Наконец, утирая  платочком слёзы, он аккуратно сложил его и так же аккуратно положил в карман и о чём - то начал говорить с начальником.
 -У вас есть три бревна по шесть метров? - обращаясь к Ивану Александровичу, спросил переводчик.
  - Есть кажется, на скотном дворе.
  - Вот завтра мои солдаты около стога поставят виселицу, - с восторгом произнёс переводчик.
  -Зачем? – почему-то вырвалось у Ивана Александровича.
  -Чтоб воров вешать, - просто ответил переводчик.
 -А зачем три бревна, и двух много, - соображая вслух, глупо проговорил Иван Александрович.

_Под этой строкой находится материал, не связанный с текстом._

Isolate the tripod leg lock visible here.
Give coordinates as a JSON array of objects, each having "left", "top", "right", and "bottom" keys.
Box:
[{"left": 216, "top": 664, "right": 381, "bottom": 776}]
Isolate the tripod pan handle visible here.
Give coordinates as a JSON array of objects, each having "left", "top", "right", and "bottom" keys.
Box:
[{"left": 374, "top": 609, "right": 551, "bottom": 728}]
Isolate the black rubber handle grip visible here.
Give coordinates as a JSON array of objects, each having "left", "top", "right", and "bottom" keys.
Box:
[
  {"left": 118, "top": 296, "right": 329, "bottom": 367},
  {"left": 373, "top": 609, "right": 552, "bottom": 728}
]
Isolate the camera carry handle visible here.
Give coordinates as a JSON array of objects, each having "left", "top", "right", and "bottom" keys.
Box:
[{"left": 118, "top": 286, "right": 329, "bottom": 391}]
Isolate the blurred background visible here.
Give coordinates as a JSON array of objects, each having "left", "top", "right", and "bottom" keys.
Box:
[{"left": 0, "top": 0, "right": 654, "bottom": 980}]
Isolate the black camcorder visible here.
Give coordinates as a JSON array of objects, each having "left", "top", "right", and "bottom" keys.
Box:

  -Нет! – непременно три, - вскричал переводчик. – Поставить её надо так, что бы она была выше стога, чтоб далеко была видна, чтобы вор вначале виселицу замечал, а не стог. Понял? – и вновь громко рассмеялся и как успокоился, то резонно спросил:
   -Ты хорошо знаешь человека, которого мы вчера в амбар закрыли?
  -Петра Крюкова? Как не знать, считай, что всю жизнь прожили в одной деревне,  - проговорил Иван Александрович, надеясь как-то смягчить его участь. Он и так всё время не выходил у него из головы, и он здесь высказал своё мнение:
  -Пусть и он работает, больше пользы нам принесёт. Так я считаю.
  -Кому это нам? – тоже хитро переспросил переводчик и  сощурил глаз.
  -Вам, значит и мне, вот и получается, что нам, - не    дрогнув и мускулом серьёзно, вроде не заметив подвоха, ответил Иван Александрович. 
   -Да, - согласился переводчик. - Вот ему бы надо дать самую тяжёлую работу или расстрелять, да вот сбежал сегодня ночью. Ты не знаешь, куда он мог сбежать?
   Иван Александрович пожал плечами. Хотя  лицо у него было спокойно, но сердце, казалось, сейчас вырвется наружу и выдаст его радость, но надо было крепиться.
  Считая разговор законченным, Иван Александрович уже развернулся к выходу:
  -Да! - переводчик  вскинул палец вверх, подобно дирижёру, выжидая паузы:
 - Почему ты включил на работу детей только с шестнадцати лет?
 -Да у нас так принято, с шестнадцати лет…., - само собою вырвалось у Ивана Александровича.
  -Ничего, - отгородился переводчик ладонью, - а у нас будет принято с десяти лет.
  -Но…,- хотел что-то возразить Иван Александрович.
 - Никаких, но... Есть одна работа - копать окопы. Тебе понятно?
    Иван Александрович пожал плечами.